Tue Aug 13 21:11:41 UTC 2019

On Tue, Aug 13, 2019 at 08:42:37PM +0000, Max Haughton via Digitalmars-d-learn wrote:
> On Tuesday, 13 August 2019 at 18:54:58 UTC, H. S. Teoh wrote:
[...]
> > These days, with CPU multi-level caches and memory access
> > predictors, in-place arrays are often the best option for
> > performance, up to a certain size.  In general, avoid indirection
> > where possible, in order to avoid defeating the memory access
> > predictor and reduce the number of cache misses.
[...]
> I saw a Bjarne Stroustrup talk where he benchmarked that the for n >
> 1, std::vector was a lot faster than a linked list for all supported
> operations. I don't know how clever the caching strategies are on a
> modern processor (Pointer chasing), but to my knowledge the only way
> of getting a cache efficient linked list would be to effectively have
> a very contiguous allocator (Which obviously defeats the purpose of
> using a list in the first place)
> 
> Found it: https://www.youtube.com/watch?v=YQs6IC-vgmo

A contiguous allocator doesn't help after the list has undergone a large
number of insertions/deletions, because of fragmentation.

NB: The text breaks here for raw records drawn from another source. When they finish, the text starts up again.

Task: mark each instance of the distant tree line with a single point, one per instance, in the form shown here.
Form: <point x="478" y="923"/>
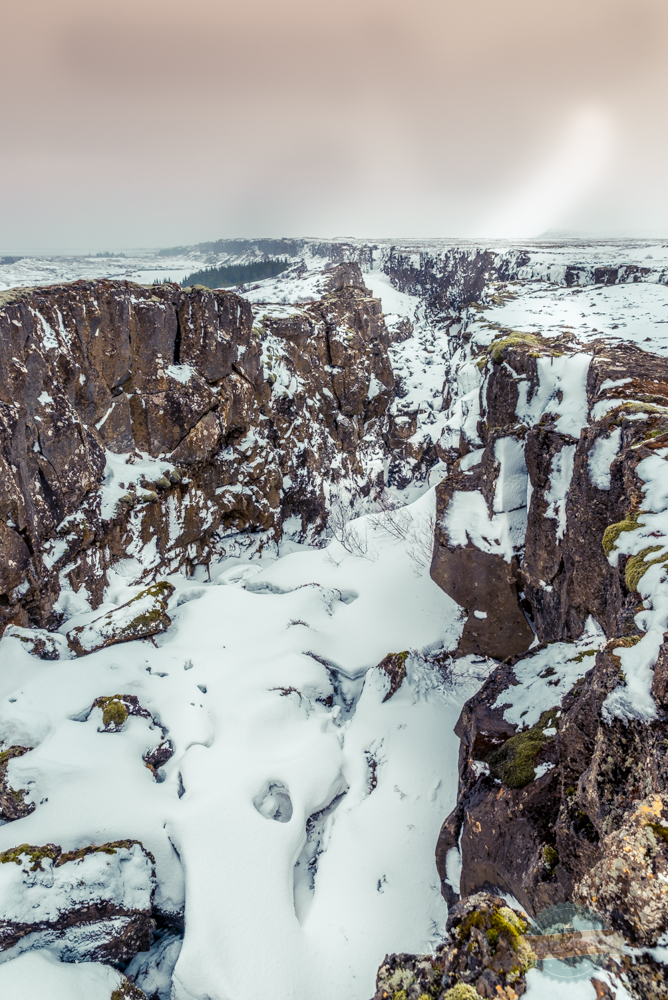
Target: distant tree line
<point x="236" y="274"/>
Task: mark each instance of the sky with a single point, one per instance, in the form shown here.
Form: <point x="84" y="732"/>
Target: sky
<point x="146" y="123"/>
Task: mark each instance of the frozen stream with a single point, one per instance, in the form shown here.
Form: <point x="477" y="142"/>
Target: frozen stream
<point x="299" y="813"/>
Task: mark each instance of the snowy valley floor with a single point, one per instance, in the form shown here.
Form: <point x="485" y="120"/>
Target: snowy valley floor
<point x="298" y="815"/>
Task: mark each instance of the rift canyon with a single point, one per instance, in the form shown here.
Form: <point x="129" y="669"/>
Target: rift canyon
<point x="334" y="623"/>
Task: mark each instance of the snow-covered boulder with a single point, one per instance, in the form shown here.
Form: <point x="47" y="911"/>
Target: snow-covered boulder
<point x="93" y="903"/>
<point x="142" y="616"/>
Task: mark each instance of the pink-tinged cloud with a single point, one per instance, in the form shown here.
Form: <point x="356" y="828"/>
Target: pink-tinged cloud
<point x="149" y="123"/>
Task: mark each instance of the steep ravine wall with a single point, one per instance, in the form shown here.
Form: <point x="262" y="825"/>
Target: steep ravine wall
<point x="563" y="791"/>
<point x="228" y="427"/>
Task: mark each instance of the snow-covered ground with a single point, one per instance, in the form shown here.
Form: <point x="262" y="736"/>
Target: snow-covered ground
<point x="636" y="312"/>
<point x="298" y="816"/>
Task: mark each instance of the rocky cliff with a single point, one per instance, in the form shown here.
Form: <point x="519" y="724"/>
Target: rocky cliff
<point x="161" y="429"/>
<point x="228" y="425"/>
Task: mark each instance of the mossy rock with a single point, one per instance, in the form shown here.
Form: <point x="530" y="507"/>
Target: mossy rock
<point x="550" y="857"/>
<point x="114" y="714"/>
<point x="514" y="761"/>
<point x="513" y="339"/>
<point x="462" y="991"/>
<point x="116" y="709"/>
<point x="128" y="991"/>
<point x="123" y="624"/>
<point x="36" y="855"/>
<point x="637" y="565"/>
<point x="613" y="531"/>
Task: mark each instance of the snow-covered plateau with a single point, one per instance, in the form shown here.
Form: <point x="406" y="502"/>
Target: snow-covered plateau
<point x="333" y="616"/>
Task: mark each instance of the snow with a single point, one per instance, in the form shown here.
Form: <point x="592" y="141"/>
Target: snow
<point x="561" y="473"/>
<point x="562" y="390"/>
<point x="546" y="676"/>
<point x="511" y="485"/>
<point x="26" y="976"/>
<point x="266" y="686"/>
<point x="181" y="373"/>
<point x="636" y="312"/>
<point x="601" y="458"/>
<point x="123" y="878"/>
<point x="467" y="520"/>
<point x="394" y="302"/>
<point x="633" y="699"/>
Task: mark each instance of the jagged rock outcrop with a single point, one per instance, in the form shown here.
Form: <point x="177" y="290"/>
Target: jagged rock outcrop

You can still get a cache-efficient linked list by chunking. I.e.,
instead of a linked-list of individual elements, group the elements into
blocks (arrays) that are then linked into a linked list.  Then you can
still insert/delete elements with sub-O(1) complexity by updating only
the affected block, and only occasionally you need to delete a block or
allocate a new block.

As long as the block size is suitably-sized, it will be cache-coherent
most of the time and enjoy the associated performance boosts from the
cache hierarchy.  For small lists, it will be equivalent to using a
single array. For very large lists, you'll also reap the cheap
insert/delete flexibility of a linked list.

To minimize space wastage from unused slots in the blocks, you could
have a list rebalancing based on some desired utilization factor (e.g.,
if <50% of a block is used, redistribute elements among adjacent
blocks). Redistribution should be pretty cache-coherent (except perhaps
for some corner cases), because it mostly involves linear copying of
elements from one block to another.

T

-- 
I am not young enough to know everything. -- Oscar Wilde